CAMBRIDGE, MD — Hi Tech Plastics has a loyal workforce, but even the most dedicated employees were tested on 90-plus degrees F summer days when humid, sweltering outdoor air mixed with intense interior heat produced from injection molded plastics machinery.

In fact, the 64,000-sq-ft Cambridge-based plant had even sent workers home on several unbearable afternoons when interior temperatures surpassed 100 degrees. Such work conditions and absenteeism result in reduced productivity and lower profits.

“Other plants in this area have been faced with the same problems of absenteeism, lower productivity, and worker morale on hot summer days,” said Adam Xenides, project manager of Hi Tech Plastics, a 15-year-old firm with 150 employees that produces 4 million injection molded tool handles annually in the plant. “We wanted to create a facility that supported our core business and added value back to the company — specifically through energy efficiency, customer satisfaction, and operating cost per square foot,” he added.

Typically hvac engineers remedy this common production plant problem with a chiller, air handler, and metal ductwork solution that can easily surpass $1 million in equipment costs, not to mention high operating overhead.

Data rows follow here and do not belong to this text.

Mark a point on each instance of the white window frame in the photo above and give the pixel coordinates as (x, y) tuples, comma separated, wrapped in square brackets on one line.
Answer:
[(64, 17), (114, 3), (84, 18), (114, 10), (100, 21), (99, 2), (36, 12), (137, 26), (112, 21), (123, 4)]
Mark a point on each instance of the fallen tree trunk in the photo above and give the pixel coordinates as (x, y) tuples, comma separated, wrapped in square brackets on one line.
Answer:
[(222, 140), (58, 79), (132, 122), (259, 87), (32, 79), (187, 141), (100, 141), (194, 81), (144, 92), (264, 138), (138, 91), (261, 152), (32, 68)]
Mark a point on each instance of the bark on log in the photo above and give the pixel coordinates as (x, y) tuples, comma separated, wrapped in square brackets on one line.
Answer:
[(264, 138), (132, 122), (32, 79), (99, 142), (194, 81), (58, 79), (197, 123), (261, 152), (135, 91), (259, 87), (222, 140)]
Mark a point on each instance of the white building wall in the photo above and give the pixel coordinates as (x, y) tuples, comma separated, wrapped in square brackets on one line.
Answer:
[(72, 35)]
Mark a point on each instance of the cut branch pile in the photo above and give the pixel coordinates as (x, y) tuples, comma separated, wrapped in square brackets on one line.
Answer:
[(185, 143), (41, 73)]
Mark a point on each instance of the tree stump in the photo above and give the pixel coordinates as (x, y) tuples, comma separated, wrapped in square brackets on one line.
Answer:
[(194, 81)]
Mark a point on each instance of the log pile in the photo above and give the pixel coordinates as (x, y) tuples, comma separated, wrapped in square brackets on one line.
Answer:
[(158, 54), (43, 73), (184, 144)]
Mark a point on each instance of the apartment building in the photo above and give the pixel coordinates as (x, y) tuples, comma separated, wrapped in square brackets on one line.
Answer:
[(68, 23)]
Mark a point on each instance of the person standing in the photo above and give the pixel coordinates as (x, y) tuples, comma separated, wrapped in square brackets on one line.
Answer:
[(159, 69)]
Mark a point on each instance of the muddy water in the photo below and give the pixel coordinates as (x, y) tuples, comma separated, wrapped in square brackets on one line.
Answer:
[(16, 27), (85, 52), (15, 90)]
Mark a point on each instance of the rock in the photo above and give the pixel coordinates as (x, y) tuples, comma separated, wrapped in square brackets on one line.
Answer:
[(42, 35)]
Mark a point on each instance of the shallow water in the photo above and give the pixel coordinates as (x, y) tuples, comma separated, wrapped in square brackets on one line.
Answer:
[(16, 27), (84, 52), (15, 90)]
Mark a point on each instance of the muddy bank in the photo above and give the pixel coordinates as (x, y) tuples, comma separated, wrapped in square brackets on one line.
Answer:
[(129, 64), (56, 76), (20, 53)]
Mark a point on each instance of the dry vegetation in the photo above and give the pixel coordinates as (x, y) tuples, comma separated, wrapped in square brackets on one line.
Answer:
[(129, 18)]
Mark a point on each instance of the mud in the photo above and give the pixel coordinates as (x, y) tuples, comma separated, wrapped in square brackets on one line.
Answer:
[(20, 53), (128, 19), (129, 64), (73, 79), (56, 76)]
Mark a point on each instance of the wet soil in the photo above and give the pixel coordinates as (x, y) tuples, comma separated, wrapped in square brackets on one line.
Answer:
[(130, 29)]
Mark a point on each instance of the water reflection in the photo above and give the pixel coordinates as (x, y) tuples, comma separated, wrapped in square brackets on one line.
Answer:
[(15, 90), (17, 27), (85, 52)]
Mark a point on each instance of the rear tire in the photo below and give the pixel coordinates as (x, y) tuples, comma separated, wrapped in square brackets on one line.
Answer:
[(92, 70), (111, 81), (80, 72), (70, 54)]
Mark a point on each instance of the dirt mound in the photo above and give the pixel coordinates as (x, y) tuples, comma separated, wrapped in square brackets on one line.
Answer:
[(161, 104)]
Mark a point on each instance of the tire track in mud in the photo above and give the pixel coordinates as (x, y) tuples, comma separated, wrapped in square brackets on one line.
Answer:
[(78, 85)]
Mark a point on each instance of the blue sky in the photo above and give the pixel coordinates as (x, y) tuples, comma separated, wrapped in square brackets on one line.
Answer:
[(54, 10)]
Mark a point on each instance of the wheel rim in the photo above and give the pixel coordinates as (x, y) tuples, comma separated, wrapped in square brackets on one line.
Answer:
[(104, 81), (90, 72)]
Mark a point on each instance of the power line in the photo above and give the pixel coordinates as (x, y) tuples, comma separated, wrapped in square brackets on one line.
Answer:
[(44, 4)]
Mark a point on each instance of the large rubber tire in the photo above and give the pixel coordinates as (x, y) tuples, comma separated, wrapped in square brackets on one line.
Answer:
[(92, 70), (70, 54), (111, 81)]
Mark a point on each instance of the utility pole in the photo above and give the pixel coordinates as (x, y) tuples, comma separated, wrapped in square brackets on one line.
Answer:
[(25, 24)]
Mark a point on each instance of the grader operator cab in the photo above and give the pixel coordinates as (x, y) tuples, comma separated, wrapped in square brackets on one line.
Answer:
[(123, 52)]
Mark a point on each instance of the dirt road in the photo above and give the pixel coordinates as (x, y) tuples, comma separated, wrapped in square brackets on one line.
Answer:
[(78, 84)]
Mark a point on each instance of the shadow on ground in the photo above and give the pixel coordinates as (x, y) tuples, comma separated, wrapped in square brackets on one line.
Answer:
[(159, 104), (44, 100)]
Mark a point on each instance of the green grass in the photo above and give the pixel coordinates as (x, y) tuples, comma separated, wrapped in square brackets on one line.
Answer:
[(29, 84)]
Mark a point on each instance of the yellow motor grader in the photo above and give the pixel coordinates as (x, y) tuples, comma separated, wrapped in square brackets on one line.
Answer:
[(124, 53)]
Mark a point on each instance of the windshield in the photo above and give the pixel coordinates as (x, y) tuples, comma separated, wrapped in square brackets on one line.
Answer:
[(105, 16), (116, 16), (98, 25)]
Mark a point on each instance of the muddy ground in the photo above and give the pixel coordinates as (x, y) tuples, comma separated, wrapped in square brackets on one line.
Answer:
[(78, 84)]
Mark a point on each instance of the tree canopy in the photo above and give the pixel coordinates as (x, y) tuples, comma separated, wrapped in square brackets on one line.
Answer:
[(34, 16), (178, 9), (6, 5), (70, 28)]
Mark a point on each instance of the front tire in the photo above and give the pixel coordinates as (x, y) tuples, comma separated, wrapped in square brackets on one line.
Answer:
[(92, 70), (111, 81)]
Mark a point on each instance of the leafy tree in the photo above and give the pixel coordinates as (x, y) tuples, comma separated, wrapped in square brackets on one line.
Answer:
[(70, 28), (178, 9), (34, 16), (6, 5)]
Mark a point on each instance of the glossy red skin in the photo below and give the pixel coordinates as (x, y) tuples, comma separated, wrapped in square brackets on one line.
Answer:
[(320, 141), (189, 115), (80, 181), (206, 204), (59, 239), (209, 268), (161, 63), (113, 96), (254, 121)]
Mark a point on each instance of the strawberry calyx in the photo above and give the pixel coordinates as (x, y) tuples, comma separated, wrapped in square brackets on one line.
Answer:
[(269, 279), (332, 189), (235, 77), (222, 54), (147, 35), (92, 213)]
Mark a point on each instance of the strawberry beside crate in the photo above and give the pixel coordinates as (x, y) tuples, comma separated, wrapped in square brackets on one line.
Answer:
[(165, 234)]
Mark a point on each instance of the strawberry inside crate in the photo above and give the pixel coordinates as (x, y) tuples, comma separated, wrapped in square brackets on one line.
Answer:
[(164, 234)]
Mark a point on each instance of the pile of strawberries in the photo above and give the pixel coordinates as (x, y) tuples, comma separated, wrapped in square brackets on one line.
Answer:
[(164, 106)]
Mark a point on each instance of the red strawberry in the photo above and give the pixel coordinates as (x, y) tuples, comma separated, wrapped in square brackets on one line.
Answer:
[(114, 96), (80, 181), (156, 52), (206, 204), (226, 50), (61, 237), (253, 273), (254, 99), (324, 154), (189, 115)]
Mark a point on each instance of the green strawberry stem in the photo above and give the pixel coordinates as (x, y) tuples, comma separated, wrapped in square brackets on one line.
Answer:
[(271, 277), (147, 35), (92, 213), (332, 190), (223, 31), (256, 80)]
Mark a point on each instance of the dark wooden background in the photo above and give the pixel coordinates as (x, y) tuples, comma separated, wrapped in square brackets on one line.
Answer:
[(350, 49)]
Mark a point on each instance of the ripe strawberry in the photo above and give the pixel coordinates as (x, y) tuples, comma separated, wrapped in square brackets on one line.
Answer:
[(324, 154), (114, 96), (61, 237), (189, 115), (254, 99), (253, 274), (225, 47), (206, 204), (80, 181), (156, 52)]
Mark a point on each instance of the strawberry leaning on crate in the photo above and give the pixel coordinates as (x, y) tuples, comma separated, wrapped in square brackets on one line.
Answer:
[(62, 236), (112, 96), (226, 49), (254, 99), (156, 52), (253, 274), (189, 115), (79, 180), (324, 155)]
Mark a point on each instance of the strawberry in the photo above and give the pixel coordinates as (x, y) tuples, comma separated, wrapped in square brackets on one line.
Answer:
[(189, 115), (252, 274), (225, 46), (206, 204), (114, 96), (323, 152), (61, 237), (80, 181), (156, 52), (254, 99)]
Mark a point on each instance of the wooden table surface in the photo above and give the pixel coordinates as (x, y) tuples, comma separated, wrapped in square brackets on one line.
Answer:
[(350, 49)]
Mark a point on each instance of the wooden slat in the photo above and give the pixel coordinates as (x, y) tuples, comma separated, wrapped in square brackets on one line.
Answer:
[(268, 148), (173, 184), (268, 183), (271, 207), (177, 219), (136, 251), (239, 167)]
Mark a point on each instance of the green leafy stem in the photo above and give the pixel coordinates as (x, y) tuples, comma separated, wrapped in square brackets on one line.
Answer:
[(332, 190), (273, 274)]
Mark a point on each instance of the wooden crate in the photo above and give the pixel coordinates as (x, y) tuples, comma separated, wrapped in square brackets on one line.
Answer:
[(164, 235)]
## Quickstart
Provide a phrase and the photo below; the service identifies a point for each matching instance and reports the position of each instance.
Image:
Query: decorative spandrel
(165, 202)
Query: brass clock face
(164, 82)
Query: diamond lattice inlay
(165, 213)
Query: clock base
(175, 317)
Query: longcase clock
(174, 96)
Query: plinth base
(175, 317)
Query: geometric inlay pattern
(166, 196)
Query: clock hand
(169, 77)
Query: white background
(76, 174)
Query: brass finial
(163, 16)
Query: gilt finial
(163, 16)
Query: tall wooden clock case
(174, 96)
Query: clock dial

However, mechanical engineer Smiley El-Abd, P.E., sales engineer, G.F. Morin Co., a design/build contractor in Laurel, MD, had a better idea. Hi Tech already had a chiller cooling its

18 molding machines ranging in size from 200 to 1,800 tons in Plant 2. Since the chiller typically was used to only 60% capacity, Hi Tech engineers and El-Abd targeted the remaining chiller capacity to spot cool workers at their 100-sq-ft stations instead of cooling the entire plant.

While this method saved more than $350,000 over the purchase of a new dedicated chiller and piping to cool the plant, it was the team’s innovations that made the project successful as well as energy efficient.

Metal ductwork was impractical because the metal building roof was already at its total load bearing capacity. Instead, fabric duct, from FabricAir, Inc., Louisville, KY, made the project possible because it is 90% lighter than metal duct and it didn't affect the roof load.

Another factor making metal duct an impossible solution in this project is its immovability. Like many plastics manufacturers, Hi Tech sometimes moves an injection molding machine into a different location in its production line, which may require the disassembling of duct lines.

The two lines of fabric duct, however — a 292-ft-long, 64-in.-dia run and a 256-ft-long, 52-in.-dia run — can be readily unzipped, capped off, and relocated by the in-house plant maintenance staff.

El-Abd's air distribution design spot cools each operator station with several hundred in-duct, high-velocity nozzles each with a 7- to 21-cfm throw of approximately 12 ft. Using the existing 200-ton chiller, manufactured by Multi-Stack Chillers, West Salem, WI, EI-Abd used a pressure independent valve by Flow Control Industries, Woodinville, WA, on the chilled water supply lines to harness and control the excess capacity.

Sizing the cooling load of plastic injection molding machines is usually calculated to include the worst-case scenario of every machine in production. In typical operating schedules, though, only 60% of the machinery is drawing from the chilled water, which is supplied through a pressurized manifold.

“What's sent to the air conditioning coil is based on not exceeding the chiller’s maximum demand,” explained El-Abd. “With a valve that’s not pressure independent, it’s possible to overload or create safety failures on the chiller.”


The excess chiller capacity supplies one Rapid Engineering Inc., Comstock, MI, Series 4000 makeup air handler with 100% modulating outdoor air. Because of the roof’s load bearing capacity and the lack of floor space in the plant, the air handler was installed outside.

The aesthetically designed 8- by 8- by 8-ft wooden plenum is covered with aluminum sheeting that feeds the two fabric duct trunk lines. Return air is taken from the ceiling area and mixed with cooler outside air before entering the cooling cycle again.

Instead of the stale indoor air quality that’s typically associated with plastics manufacturing plants, workers now breathe a healthier mix of approximately 5.5 air exchanges/hr in occupied zones. And with all outside doors shut and locked, Hi Tech has improved its security measures as well.

The system is expected to pay for itself in increased productivity. “Absenteeism on hot days was as much as 10 percent of the workforce,” said Xenides. “Now workers are experiencing more comfort as well as better indoor air quality.”